Because they don't really search or index quality content (it's very expensive and hard to do) and their search implementation really sucks, they don't do any real improvement.
The process is like this:
- Take the user query and create 1-3 queries. For this process they use very stupid but fast and cheap models; because of that, sometimes they create very stupid search queries and, unlike a pro, they don't really know how to use search engines, like filtering, ranking, focusing...
- Combine these search results (it contains slop AI-generated summary pages, YouTube videos, maybe forums, maybe Wikipedia...).
- Use RAG with an LLM to find answers.
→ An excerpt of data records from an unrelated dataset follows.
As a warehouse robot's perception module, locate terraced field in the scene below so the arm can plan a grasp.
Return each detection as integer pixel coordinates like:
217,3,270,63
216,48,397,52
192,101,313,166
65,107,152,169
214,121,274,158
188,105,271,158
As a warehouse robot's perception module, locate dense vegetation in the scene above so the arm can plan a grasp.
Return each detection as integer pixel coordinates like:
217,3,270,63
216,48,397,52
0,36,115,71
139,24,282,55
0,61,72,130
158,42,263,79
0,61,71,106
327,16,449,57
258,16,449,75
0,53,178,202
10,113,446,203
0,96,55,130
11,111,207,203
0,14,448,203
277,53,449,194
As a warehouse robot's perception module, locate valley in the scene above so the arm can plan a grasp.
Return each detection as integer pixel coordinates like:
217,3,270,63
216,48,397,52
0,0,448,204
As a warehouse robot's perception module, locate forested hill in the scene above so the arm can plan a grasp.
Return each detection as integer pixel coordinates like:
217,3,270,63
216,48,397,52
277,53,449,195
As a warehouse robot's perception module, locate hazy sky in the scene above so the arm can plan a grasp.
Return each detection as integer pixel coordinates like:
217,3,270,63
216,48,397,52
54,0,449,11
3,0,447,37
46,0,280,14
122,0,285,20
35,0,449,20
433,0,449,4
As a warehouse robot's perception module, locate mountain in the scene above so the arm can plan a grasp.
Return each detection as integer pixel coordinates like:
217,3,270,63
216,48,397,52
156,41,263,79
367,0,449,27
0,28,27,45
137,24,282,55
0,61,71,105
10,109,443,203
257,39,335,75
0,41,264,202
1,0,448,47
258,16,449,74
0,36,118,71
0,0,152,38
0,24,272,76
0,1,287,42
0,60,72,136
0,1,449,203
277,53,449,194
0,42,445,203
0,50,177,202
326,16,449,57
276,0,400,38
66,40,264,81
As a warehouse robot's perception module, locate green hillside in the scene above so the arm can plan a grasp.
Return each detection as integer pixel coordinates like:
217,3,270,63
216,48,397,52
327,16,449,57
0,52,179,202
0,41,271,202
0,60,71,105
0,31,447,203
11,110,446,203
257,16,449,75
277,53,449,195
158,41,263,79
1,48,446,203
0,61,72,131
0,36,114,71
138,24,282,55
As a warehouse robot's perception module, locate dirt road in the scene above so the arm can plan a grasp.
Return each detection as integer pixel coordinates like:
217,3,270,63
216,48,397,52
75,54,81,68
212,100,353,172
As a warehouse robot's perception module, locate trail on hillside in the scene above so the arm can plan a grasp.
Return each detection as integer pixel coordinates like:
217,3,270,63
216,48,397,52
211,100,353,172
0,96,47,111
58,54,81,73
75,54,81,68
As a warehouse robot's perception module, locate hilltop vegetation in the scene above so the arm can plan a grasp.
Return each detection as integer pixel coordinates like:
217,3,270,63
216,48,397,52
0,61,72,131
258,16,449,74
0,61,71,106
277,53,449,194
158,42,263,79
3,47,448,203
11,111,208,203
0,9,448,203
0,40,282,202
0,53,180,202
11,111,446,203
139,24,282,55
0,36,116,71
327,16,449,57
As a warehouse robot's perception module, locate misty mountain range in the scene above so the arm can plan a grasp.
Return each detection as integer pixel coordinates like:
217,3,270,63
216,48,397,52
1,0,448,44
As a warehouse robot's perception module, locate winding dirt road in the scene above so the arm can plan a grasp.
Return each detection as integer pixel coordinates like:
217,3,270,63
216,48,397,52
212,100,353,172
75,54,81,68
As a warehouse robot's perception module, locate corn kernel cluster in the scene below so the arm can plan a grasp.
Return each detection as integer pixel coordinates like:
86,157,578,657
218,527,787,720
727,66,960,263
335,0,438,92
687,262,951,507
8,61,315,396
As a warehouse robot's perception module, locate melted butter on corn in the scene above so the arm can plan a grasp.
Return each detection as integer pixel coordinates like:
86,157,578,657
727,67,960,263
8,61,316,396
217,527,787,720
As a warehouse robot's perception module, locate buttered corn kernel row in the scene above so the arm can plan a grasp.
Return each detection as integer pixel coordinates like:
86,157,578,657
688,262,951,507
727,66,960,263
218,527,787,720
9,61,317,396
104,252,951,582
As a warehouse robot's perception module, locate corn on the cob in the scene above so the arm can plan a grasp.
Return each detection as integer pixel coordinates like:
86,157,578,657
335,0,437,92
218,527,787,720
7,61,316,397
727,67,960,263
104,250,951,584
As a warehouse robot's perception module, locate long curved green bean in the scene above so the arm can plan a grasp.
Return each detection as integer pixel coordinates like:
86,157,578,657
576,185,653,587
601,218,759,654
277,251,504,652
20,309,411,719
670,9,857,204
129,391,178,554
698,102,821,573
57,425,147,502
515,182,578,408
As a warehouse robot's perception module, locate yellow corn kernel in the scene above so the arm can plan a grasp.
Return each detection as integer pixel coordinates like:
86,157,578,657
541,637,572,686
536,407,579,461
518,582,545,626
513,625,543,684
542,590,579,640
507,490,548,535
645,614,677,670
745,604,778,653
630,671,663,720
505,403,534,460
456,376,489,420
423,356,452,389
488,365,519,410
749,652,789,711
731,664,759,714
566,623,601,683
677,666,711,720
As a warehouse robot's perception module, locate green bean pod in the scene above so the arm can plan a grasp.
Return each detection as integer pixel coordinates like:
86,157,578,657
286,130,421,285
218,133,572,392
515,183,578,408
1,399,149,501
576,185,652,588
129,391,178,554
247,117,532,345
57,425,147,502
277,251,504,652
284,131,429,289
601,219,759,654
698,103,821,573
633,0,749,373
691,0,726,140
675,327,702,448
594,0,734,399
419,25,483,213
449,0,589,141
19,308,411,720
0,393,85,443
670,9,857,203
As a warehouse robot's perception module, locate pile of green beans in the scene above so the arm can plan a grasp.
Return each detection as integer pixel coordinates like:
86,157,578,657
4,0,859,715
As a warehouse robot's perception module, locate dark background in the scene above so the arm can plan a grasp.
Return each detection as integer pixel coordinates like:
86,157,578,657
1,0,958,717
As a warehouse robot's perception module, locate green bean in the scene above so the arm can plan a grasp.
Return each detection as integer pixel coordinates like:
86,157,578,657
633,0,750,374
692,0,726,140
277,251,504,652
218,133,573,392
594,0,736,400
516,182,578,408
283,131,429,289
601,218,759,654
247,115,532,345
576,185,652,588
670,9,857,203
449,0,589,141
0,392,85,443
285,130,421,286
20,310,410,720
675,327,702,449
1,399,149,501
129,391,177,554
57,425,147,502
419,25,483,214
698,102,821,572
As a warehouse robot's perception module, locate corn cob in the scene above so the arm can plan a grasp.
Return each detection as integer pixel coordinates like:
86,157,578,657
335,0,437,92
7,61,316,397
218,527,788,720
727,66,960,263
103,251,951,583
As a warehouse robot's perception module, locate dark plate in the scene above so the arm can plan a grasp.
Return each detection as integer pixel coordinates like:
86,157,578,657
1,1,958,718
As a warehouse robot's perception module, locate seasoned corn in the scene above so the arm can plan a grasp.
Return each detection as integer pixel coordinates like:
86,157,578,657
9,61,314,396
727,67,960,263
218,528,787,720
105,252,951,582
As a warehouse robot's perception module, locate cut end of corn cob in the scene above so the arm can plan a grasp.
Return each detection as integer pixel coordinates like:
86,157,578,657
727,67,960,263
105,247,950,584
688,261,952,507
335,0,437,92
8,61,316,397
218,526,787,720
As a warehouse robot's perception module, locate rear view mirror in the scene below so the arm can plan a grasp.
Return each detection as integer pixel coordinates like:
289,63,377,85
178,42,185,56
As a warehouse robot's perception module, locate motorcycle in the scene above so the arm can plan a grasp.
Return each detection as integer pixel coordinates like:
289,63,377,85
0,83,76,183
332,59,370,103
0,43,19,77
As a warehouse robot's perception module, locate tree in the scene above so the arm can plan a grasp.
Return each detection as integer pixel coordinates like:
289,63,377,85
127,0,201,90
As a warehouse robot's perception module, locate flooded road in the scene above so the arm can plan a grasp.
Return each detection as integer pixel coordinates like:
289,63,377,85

LLMs will always try to find answers quickly, and instead of making a thinking loop in a long article they will use that slop page with a direct answer.
As you can see, there are many, many problems in this implementation:
- The biggest problem is citation: they cite confidently but it's wrong.
- They use low-quality data, like auto YouTube subtitles, improperly extracted tables and elements, content-farm sites, copycat sites, corporate blogs...
- Their search results are low quality.
- For the most important part (breaking down the user request) they use cheap, stupid models.
- They handle all data in the same context instead of parallel requests (which is very expensive)
It's still strange to me: we always say "they have all the data, all the money, all the hardware..." but they still can't create a better AI search than random FOSS developers.
I agree with almost everything you said, however, Kagi lets you choose the model that runs your search.
They’re always pulling from the same search index, and you’re right, the citation is just the model guessing how much it uses some info. Nothing actually quantifies that.
well I used Kagi (for 2 months) but their AI implentations is not transparent and they also suffer same problemles though their index is better (combining Google, Bing, Yandex, Brave, Brave) and you can use better LLMs
I switched to OpenRouter (just pay for my tokens)